За что? за кого он убил себя? Где деньги, кто вор, который украл их? Что будет дальше с этой историей, которая разлетелась, как выпущенная на ветер пуховая подушка, и ко всем к нам липла?
Все это мешалось, и головы шли кругом, но мертвое тело умеет отвлечь все внимание и заставить прежде всего заботиться о себе.
В номере Саши появились полицейские и лекаря с фельдшерами и стали писать протокол. Мы оказались лишними, и нас попросили удалиться. Его раздевали и осматривали его вещи при одних понятых, в числе которых был коридорный Марко и наш полковой доктор, да один офицер в виде депутата. Денег, разумеется, не нашли.
Под столом оказался пистолет, а на столе листок бумаги, на котором наскоро, торопливым почерком Саша написал: «Папа и мама, простите – я невинен».
Для того, чтобы написать это, требовалось, разумеется, две секунды.
Денщик, который был свидетелем смерти Саши, говорил, что покойный вбежал, – не садясь к столу, стоя написал эту строчку и сейчас же, стоя, выстрелил себе в грудь и упал ему на руки.

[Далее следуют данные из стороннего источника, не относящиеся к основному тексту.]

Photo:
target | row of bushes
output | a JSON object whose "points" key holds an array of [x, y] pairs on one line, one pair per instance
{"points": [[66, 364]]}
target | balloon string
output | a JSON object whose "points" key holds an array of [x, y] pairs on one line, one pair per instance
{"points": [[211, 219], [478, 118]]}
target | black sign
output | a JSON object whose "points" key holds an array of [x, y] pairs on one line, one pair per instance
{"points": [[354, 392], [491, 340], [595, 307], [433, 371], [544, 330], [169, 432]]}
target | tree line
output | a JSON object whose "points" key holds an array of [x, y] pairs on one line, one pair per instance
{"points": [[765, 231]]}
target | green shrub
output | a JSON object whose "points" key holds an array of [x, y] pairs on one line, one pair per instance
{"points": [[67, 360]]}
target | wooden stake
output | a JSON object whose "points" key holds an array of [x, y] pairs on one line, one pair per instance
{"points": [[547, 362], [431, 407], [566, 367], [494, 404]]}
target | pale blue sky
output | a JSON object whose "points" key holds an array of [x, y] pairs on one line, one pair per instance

Солдат много раз передавал этот рассказ в неизменной редакции всем, кто его расспрашивал, и потом стоял молча, моргая глазами; но когда подошел к нему Август Матвеич и, взглянув ему в глаза, хотел его расспрашивать более подробно, денщик отвернулся от него и сказал ротмистру:
– Дозвольте, ваше высокоблагородие, мне выйти обмыться, на моих руках кровь христианская.
Ему разрешили выйти, потому что он в самом деле был сильно залит кровью – что являло вид тяжелый и ужасный.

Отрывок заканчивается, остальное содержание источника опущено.